We spent our last four days in Port de Sóller, a peaceful harbour town on Mallorca’s west coast. Each morning, I’d head out for a walk while my husband slept in. The quiet streets, fresh air, and even a few storms added to the sunrise charm. After breakfast, we’d enjoy croissants and coffee in town or in nearby Sóller, which had a wonderfully authentic, non-touristy feel. One morning, I even took the adorable tram into Sóller and walked back through its safe, winding streets – an active, yet relaxing one-hour “stroll”.

Sa Calobra, Mallorca
Sa Calobra
Sóller, Mallorca
Sóller cathedral

For our day trips, we took on the iconic Sa Calobra road. I didn’t pack any motorcycle gear, so I was nervous riding in just shorts. However, because the road was packed with cyclists, motorcyclists and even buses, the pace was relaxed and respectful. When we reached Sa Calobra, we discovered the online reviews were true. It really was cat city, with cats lounging everywhere, including on restaurant tables! Luckily, we’re cat lovers, so we found it hilarious.

El Sabor, Mallorca
El Sabor
Cats, Mallorca
Restaurant staff

As for restaurants, in Port de Sóller we ended up eating at the same place every night. El Sabor had the most exceptional bacon-wrapped dates we’ve had in our lives. I would recommend this sweet, yet salty perfection to everyone!
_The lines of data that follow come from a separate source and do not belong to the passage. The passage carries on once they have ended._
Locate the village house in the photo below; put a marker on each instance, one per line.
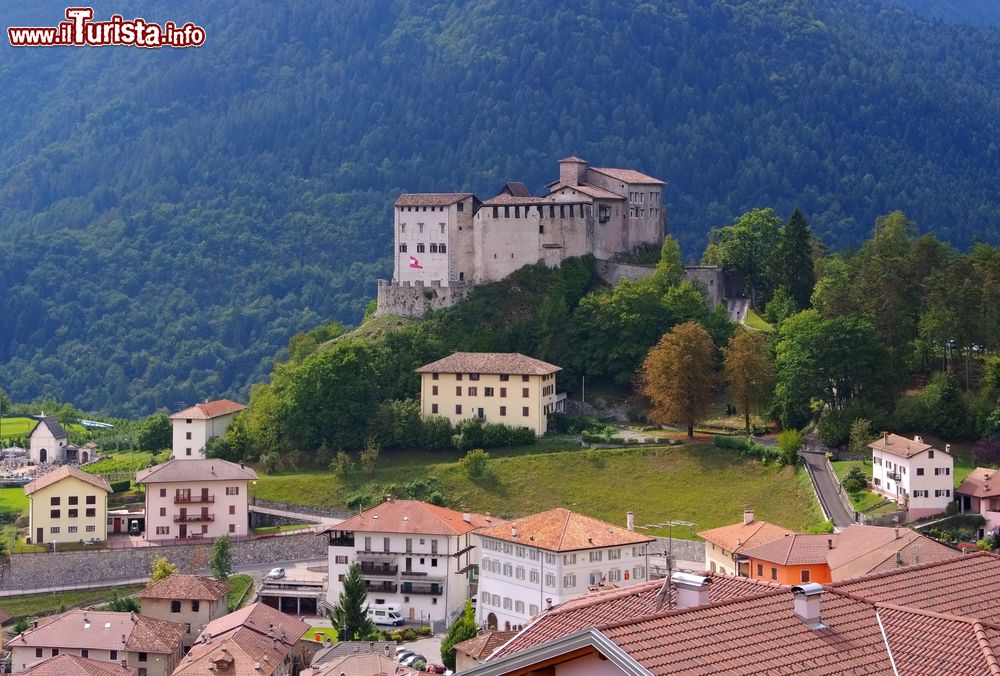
(913, 620)
(67, 505)
(196, 499)
(194, 426)
(913, 474)
(191, 600)
(724, 546)
(446, 242)
(544, 559)
(150, 646)
(257, 640)
(496, 387)
(412, 553)
(980, 494)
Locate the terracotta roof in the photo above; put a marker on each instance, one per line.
(65, 472)
(512, 363)
(627, 175)
(968, 585)
(210, 409)
(982, 482)
(430, 199)
(414, 516)
(862, 550)
(186, 588)
(560, 530)
(54, 426)
(213, 469)
(482, 646)
(255, 634)
(103, 630)
(66, 664)
(739, 536)
(901, 446)
(620, 604)
(792, 550)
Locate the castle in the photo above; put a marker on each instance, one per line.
(446, 243)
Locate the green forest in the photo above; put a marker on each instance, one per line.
(170, 218)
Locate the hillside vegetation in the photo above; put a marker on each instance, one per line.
(160, 240)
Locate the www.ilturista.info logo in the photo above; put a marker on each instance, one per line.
(79, 30)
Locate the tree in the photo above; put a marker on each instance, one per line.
(156, 433)
(350, 615)
(793, 264)
(161, 569)
(460, 630)
(678, 378)
(749, 372)
(221, 561)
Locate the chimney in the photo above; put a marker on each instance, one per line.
(692, 590)
(807, 601)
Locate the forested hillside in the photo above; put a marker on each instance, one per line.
(169, 218)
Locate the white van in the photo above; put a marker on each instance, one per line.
(386, 613)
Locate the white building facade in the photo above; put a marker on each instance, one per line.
(913, 473)
(548, 558)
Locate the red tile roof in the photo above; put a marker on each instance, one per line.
(430, 199)
(414, 516)
(210, 409)
(982, 482)
(64, 472)
(186, 588)
(560, 530)
(492, 363)
(738, 537)
(627, 175)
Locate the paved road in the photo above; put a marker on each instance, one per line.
(826, 485)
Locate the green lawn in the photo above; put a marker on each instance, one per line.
(699, 483)
(240, 594)
(34, 605)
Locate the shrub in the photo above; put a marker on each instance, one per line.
(476, 463)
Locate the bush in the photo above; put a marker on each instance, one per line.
(476, 463)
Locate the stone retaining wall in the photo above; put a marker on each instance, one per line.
(34, 571)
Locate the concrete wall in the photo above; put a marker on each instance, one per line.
(32, 571)
(417, 299)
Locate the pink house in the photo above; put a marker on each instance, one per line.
(196, 499)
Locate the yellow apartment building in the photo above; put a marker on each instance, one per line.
(496, 387)
(67, 505)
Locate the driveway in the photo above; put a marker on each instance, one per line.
(827, 487)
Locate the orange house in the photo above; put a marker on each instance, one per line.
(792, 560)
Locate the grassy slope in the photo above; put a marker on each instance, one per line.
(696, 483)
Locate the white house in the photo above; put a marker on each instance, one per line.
(418, 555)
(544, 559)
(914, 473)
(194, 426)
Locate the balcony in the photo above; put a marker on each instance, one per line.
(378, 569)
(193, 499)
(380, 587)
(432, 589)
(193, 518)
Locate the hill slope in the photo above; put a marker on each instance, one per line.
(168, 218)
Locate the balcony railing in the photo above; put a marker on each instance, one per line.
(193, 499)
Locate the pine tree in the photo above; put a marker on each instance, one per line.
(794, 265)
(350, 615)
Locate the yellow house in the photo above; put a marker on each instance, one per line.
(67, 505)
(496, 387)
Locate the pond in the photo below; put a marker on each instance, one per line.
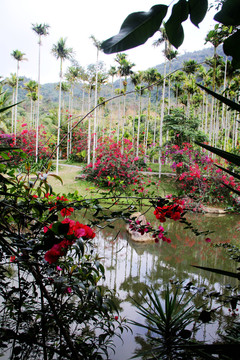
(131, 266)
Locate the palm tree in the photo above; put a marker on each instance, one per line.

Parting was bittersweet, but the route back to Palma gave us a few final gems. Deià had several beautiful boutiques, and Valldemossa was the epitome of a romantic mountaintop village. It was the perfect end to an unforgettable trip.

Final Thoughts

Looking back, it’s hard to believe how much we experienced in just two weeks on Mallorca. It was a sun-drenched island that surprised and enchanted us at every turn. From the elegant calm of Cala Major and the vibrant charm of Palma, to the crystal coves of Cala d’Or and the dramatic beauty of Port de Sóller, each stop had its own rhythm. Mornings were for exploring by motorbike, afternoons by the sea, and unforgettable meals by night. Mallorca gave us more than postcard views—it offered warmth, flavour, and a slower way of life that made us want to stay. Would we go back? Absolutely. Mallorca felt like a love letter to summer and the joy of finding somewhere that quietly feels like home.